1970-2000 arası doğumlular olarak tanımlanıyor onlar. Ancak bu kuşağa ait olup olmadığınız, doğum yılınızdan ziyade çalışma anlayışınızla alakalı.
Sosyal medya’yı aktif kullanıyorsanız, bu mecraları anlıyorsanız, hiyerarşik çalışma anlayışı değil de işbirliğine dayalı bir çalışmayı tercih ediyorsanız, fikirlere açık, bilgiyi paylaşmaktan korkmuyorsanız, online dünya ile offline dünyanın iyi bir sentezi olabiliyorsanız, y kuşağına ait olduğunuzu söyleyebiliriz.
Y jenerasyonunun teknolojiyi geliştirdiğini ve bu değişime en önce adapte olanlar olduğunu düşünecek olursak, onlar bugünü ve geleceği yaratan en önemli unsurlar.
Bakın Y kuşağı kurumları nasıl dönüştürüyor.

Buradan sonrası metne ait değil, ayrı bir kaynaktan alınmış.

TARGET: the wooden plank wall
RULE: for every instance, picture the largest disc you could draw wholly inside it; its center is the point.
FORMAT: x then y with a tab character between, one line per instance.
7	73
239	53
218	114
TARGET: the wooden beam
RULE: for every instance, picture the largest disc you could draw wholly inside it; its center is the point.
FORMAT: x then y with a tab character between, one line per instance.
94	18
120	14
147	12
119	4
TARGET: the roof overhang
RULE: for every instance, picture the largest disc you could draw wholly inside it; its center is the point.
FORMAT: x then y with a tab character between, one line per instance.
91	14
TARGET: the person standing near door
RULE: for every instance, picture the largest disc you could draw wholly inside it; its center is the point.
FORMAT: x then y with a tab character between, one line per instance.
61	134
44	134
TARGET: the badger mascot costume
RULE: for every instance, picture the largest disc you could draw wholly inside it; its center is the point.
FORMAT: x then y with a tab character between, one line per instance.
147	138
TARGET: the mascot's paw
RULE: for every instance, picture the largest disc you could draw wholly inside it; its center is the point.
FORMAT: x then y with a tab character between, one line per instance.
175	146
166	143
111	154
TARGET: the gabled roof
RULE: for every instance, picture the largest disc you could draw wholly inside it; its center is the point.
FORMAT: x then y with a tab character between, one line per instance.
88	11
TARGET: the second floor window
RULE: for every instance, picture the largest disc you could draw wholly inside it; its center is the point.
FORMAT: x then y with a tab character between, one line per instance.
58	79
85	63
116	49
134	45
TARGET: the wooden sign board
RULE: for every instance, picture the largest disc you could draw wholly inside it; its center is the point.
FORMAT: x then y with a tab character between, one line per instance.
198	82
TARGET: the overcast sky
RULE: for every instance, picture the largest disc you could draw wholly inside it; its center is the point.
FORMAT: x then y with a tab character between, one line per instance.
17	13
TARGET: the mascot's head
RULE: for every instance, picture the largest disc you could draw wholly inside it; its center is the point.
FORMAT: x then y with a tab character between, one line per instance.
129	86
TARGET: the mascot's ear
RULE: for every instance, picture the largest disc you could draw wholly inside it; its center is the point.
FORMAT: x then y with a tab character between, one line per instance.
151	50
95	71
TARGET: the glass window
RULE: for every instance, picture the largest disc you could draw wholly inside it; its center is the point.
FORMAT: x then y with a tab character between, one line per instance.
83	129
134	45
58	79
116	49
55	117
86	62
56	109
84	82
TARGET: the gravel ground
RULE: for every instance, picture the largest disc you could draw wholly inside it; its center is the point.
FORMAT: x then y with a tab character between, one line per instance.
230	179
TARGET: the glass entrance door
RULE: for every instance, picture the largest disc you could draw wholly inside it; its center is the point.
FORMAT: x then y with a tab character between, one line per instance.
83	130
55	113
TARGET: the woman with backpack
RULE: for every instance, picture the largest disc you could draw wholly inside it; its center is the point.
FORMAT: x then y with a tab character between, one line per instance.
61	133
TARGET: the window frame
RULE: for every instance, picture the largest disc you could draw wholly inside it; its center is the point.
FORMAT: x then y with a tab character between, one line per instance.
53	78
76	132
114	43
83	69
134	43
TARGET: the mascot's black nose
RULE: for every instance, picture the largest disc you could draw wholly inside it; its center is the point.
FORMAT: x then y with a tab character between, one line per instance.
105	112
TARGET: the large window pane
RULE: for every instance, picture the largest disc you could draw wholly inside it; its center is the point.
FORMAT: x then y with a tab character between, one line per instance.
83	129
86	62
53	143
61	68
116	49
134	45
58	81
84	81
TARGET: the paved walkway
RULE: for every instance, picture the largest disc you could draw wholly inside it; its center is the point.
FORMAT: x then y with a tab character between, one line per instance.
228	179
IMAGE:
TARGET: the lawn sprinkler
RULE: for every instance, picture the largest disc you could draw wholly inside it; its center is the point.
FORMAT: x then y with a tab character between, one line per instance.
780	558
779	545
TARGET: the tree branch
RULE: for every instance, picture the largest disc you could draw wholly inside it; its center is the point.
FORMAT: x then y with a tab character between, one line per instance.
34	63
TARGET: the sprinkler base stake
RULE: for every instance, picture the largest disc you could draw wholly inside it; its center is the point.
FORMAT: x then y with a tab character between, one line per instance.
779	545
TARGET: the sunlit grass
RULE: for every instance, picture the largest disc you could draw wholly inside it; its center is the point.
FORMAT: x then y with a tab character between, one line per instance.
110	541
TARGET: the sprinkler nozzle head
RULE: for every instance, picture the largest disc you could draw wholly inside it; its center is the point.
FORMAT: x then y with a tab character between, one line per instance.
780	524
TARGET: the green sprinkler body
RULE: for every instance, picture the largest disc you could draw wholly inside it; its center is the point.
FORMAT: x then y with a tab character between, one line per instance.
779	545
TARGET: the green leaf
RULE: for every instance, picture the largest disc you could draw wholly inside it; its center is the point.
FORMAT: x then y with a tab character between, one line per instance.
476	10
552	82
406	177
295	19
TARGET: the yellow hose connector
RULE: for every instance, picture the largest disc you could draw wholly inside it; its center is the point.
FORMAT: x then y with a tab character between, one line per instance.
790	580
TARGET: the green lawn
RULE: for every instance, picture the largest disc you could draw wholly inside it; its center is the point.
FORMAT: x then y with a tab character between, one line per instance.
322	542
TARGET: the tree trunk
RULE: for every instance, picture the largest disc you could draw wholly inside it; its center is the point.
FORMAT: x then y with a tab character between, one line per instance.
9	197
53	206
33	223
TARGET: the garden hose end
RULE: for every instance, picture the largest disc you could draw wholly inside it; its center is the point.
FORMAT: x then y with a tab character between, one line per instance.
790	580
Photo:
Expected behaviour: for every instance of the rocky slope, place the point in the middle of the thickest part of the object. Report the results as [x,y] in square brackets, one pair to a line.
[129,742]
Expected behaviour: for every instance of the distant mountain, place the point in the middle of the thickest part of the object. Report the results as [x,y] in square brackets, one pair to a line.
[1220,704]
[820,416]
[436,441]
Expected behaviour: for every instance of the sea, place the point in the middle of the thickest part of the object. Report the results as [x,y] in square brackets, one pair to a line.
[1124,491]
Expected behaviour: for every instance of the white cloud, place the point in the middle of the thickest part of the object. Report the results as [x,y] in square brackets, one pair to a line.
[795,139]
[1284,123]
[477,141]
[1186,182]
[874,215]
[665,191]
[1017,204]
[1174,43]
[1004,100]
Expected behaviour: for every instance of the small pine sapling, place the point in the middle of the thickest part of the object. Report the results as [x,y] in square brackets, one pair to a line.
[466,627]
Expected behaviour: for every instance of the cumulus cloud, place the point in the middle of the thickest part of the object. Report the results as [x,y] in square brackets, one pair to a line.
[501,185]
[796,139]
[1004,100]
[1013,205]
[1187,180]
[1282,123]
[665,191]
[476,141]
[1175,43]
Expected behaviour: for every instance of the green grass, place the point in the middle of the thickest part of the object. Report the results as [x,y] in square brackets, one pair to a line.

Yeni iletişim teknolojilerinden pek anlamıyor, hiyerarşik iletişimi ve bu tür bir çalışma anlayışını destekliyor, kontrol odaklı, bilgiyi sadece kısıtlı bir kesimden alıyor, paylaşmayı pek tercih etmiyor ve konumunuzu korumaya odaklanıyorsanız X kuşağı ve Baby Boomer olarak adlandırılan jenerasyondan olduğunuzu söyleyebiliriz.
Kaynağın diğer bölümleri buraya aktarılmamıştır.